New Zealand's women advocate (1901–1989)

Mavis Ada Tiller (25 November 1901 – 25 July 1989) was a New Zealand women's advocate and scientist. She served as president of the National Council of Women of New Zealand (NCWNZ) from 1966 to 1970.

==Early life and career==
Tiller was born in Wellington. Her father worked for the New Zealand Post and Telegraph Department for some years, but when she was young, the family moved to London.

Tiller attended Bedford College, London, and earned a Bachelor of Science degree (second class honours) in chemistry from the University of London in 1923. After graduating she first worked as science mistress at the Roedean School, Johannesburg, and subsequently worked in the metallurgy department at the National Physical Laboratory in Teddington. In 1937 she married Leslie Tiller, a fellow New Zealander and scientist, at St Alban's Church. They returned to live in Wellington where they had a daughter, born in 1938, and two sons born in 1941 and 1944.

==Activism==
From the early 1950s, Tiller was involved with many organisations including the Wellington Mothers' Helpers Association, the Women's Migration and Overseas Appointments Society, the NCWNZ, the International Council of Women (ICW), and the United Nations Association of Wellington.

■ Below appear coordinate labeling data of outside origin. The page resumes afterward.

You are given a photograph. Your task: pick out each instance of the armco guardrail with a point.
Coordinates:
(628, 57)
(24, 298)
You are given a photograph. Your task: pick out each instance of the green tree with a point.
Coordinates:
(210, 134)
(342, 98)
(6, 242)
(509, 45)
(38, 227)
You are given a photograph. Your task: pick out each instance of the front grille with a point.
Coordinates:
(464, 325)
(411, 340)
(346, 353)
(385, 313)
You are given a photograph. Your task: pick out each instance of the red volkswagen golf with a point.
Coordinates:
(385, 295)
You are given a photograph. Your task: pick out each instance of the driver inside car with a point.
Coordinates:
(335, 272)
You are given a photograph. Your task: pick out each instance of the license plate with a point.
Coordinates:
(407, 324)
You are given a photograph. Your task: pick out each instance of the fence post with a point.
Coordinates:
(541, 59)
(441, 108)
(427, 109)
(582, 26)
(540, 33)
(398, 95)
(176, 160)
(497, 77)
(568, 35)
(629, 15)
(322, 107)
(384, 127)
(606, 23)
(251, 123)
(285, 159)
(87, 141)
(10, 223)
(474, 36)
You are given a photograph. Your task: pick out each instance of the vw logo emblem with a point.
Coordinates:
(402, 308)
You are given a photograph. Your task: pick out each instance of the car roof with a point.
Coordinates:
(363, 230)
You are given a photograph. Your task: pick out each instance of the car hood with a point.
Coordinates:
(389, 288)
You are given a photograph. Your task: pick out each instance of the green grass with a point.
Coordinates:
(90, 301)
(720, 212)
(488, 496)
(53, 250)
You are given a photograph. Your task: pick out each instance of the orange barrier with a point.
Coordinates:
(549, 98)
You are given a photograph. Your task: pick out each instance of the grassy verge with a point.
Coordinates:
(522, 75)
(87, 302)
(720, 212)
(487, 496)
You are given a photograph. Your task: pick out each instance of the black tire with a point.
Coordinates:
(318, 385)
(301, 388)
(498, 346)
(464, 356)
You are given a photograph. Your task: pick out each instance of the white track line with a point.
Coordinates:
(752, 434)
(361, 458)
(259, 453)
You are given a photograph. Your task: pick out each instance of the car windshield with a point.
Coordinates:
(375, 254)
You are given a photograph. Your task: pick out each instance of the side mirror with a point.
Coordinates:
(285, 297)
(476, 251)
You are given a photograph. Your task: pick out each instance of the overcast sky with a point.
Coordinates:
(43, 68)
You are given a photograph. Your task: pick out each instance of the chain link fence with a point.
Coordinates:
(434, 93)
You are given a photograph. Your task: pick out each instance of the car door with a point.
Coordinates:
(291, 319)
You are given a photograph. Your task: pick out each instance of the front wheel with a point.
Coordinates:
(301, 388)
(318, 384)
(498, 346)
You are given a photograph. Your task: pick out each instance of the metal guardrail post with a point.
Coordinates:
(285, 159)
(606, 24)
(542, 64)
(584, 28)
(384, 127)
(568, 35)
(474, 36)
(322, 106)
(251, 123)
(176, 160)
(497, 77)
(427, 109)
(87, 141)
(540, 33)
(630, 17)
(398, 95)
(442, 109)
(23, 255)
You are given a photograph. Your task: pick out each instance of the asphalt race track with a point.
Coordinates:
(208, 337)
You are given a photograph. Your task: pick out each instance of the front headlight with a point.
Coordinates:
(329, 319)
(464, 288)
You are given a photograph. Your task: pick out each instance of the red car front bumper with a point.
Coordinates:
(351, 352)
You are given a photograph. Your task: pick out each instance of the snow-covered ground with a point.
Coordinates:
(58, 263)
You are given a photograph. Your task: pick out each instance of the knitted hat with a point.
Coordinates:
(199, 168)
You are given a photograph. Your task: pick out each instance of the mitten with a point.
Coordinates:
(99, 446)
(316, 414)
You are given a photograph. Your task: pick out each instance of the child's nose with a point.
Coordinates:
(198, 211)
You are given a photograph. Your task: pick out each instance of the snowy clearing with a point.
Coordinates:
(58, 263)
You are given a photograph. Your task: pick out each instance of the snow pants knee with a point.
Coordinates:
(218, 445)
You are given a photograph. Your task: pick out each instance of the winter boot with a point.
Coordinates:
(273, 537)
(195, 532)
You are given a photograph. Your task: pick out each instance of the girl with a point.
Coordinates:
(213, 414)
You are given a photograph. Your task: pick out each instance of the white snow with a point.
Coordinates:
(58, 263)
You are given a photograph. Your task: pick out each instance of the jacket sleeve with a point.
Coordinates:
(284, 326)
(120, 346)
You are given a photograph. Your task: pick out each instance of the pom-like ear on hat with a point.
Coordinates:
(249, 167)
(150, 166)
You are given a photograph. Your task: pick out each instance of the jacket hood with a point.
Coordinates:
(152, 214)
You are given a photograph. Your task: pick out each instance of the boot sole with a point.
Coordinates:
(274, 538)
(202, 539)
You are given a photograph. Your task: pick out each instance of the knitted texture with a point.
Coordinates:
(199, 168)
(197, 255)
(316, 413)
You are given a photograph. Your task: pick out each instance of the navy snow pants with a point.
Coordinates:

From 1961 to 1966 she was the president of the Wellington branch of the NCWNZ, and in 1966 she represented New Zealand at the ICW conference in Tehran. For nearly twenty years she was the president of the Wellington Mothers' Helpers Association and was awarded a life membership for her work.

From 1966 to 1970 she served as the national president of the NCWNZ. She was instrumental in modernising the organisation and in establishing the Parliamentary Watch Committee, which became an effective advocate for women by making submissions on bills and discussion papers. In 1970 she led New Zealand's delegation to the ICW conference in Bangkok. In the 1971 Birthday Honours she was appointed an Officer of the Order of the British Empire for this role. From 1973 to 1982 she served as the vice-convenor, then convenor, of the ICW's Standing Committee on International Relations and Peace. In 1976 she was made a life member of the NCWNZ, the highest award bestowed by the organisation. Also in that year, she received the Adelaide Ristori Prize from the Italian Cultural Centre, a feminist organisation, for outstanding service.

Tiller was appointed to the Royal Commission on Social Security in 1969, which reported in 1972. She was the only woman on the commission and the first woman to sit on a Royal Commission in New Zealand for 30 years. Historian Dorothy Page has said that it was only as a result of Tiller asking the National Development Council at a conference session, "Where are the women?", that Miriam Dell was subsequently appointed as the first woman on the Council in 1969.

In the 1987 New Year Honours Tiller was appointed a Commander of the Order of the British Empire for services to the community.

Tiller died in London, England, on 25 July 1989, at the age of 87. She had been predeceased by her husband, Leslie Tiller, in 1981.